PLANNING LOGISTICS AND PARK REGULATIONS
Many people who want to stay in the campgrounds at Glacier or spend the night in a lodge in Grand Tetons will plan their National Parks trip 6-12 months in advance. We planned our trip a few weeks in advance and our itinerary stayed fluid and flexible throughout the trip.
Some of the parks we visited such as Glacier and Rocky Mountain implemented reservation systems that only allowed park guests who were lucky enough to buy a timed pass to enjoy access to certain parts of the park. We never had a timed reservation entry and yet we were able to enter every park the day we arrived.
At a time when the pandemic is still a reality and new variants are hogging headline news, we were able to visit National Parks in a way that allowed for safe social distancing and minimal interaction or contact with other visitors.
Really the key to our trip was being willing to strap on a backpack throw in the sleeping bags and a tent and then hike a few miles out to find a campsite. Even at the most crowded parks, we were always able to make backcountry campsite reservations the day that we arrived. Our backcountry permit then served as a golden ticket to bypass the timed entry regulations. We never had to hike more than 3 miles from the road to our campsite and when we arrived, we were always the only campers within sight.
If you have the ability to book backcountry sites in advance it will make the experience simpler, but if you’re up for adventure and have the necessary skills and gear you can almost always find solitude inside of America’s National Parks with a back on your back.
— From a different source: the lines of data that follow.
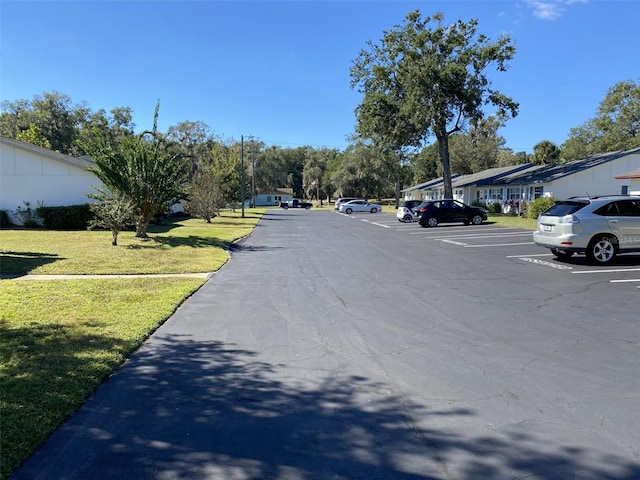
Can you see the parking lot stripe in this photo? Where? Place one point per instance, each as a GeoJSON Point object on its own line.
{"type": "Point", "coordinates": [615, 270]}
{"type": "Point", "coordinates": [421, 231]}
{"type": "Point", "coordinates": [498, 245]}
{"type": "Point", "coordinates": [483, 235]}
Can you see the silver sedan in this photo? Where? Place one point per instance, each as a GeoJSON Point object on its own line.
{"type": "Point", "coordinates": [359, 206]}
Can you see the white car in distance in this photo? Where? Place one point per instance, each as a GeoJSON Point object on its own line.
{"type": "Point", "coordinates": [359, 206]}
In total we visited 22 of the 63 National Parks this year. And there isn’t one that we would recommend skipping – even with the highest visitation numbers on record and with a 4 and 8-year-old in tow – every park was wonderful and worthwhile. Before the start of Covid, I knew that our park system was beautiful and an important form of conservation, but I didn’t realize how effectively America’s National Parks could be used to help bolster mental and emotional health until we experienced it. These parks helped our family feel healthy, move forward, and become more resilient. I hope sharing our experience and these tips will encourage you to plan your own National Park Adventure!